There was a ray of light in this patch; a golden beacon of light that scraped the New York skies leading players to believe that Massive was going to get it right for once. Before this patch, players had to grind “Challenging Missions” which were just story missions on a higher difficulty to get good loot. These missions were boring and required lots of effort and time with little to no payout. Initially this new patch made it so instead of only getting one High-End item (High-End now being the second highest level of gear), players got four. This made the repetitive tedium of Challenging Missions all worth it and, as mentioned before, players started to have hope. Less than 24 hours later Massive released a hot-fix making Challenging Missions only drop 2 High-Ends, thus returning it back to a grind not worth doing; never mind the fact that they released a hot-fix that hurt the game faster than they hot-fixed returning people’s wiped characters.

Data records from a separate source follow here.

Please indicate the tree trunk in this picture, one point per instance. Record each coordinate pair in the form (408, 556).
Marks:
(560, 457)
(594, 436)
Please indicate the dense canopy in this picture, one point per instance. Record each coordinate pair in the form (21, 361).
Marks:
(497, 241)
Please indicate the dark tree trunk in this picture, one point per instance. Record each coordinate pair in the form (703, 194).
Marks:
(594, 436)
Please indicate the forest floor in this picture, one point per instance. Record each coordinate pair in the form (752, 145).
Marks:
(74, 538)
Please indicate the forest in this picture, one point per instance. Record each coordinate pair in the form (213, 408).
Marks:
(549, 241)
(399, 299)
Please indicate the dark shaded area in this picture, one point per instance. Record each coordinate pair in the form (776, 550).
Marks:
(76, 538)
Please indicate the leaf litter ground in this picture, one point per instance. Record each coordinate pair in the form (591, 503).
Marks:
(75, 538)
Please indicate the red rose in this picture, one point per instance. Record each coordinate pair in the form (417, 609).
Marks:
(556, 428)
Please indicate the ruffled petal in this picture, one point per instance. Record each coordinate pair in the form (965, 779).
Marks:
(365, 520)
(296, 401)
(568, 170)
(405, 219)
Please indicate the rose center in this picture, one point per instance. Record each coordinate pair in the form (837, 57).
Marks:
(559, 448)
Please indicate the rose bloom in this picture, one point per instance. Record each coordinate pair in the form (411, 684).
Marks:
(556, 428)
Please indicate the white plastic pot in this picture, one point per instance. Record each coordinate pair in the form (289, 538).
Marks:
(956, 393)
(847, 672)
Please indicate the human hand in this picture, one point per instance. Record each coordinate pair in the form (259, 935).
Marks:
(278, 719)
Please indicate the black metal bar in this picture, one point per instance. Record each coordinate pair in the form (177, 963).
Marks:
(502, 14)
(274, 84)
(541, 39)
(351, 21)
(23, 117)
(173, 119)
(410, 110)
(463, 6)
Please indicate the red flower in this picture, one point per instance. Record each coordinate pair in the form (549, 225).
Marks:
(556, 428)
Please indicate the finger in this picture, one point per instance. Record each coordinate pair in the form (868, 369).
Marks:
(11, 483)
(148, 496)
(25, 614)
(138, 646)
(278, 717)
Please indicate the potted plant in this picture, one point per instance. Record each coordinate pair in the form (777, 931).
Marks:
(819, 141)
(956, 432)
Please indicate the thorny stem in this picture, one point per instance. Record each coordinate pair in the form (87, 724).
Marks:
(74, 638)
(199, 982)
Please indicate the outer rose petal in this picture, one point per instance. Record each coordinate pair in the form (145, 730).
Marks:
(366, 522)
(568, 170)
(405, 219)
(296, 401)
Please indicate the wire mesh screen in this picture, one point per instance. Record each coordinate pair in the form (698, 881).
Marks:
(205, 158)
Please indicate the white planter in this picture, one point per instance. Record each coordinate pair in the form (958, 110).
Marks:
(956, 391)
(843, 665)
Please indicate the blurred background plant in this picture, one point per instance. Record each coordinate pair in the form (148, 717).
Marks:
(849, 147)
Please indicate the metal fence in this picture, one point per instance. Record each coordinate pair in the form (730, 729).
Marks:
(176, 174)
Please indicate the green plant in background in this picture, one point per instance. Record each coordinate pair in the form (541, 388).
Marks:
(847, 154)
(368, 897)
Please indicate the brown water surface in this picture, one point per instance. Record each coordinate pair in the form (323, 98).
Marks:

The possible final nail in the coffin is the way Ubisoft’s employees have contradicted themselves with statements. It’s almost as if they never talk to each other. It’s known that it was intended that the best gear would be found in the Dark Zone and not through crafting, but this patch made the two best weapons in the game craftable. Now, this is a contradiction but it was one that some people liked because it gave players a goal to the long grind of the Dark Zone. This was another thing that was taken out by the developers and now the best weapon drops are left to chance once again, and a very low chance at that. Another showing of contradiction is the community manager saying that Ubisoft wants to “punish” people that exploited the boring end-game content. However, recently on stream a developer was playing with a player that had over 220 gear score which was only possible to get through exploiting at the current time. If Ubisoft makes the mistake of possibly banning exploiters or wiping exploiter character gear, they face the danger of losing more players in an already declining player base.
Ubisoft Massive has spent a lot of time working on The Division only to release a broken game, and it seems that their extra content planned for the game has only hurt it further.
Their fixes for issues create a one step forward and two steps back problem that needs to be addressed before their players decide that it’s time to move on. I think The Division can be an entertaining game played solo or with friends once Massive takes time to either implement their ideas properly or start listening to the community and what it has to say. I’m not going to hold my breath, though, as Ubisoft has shown an inability to create worthwhile games in recent years.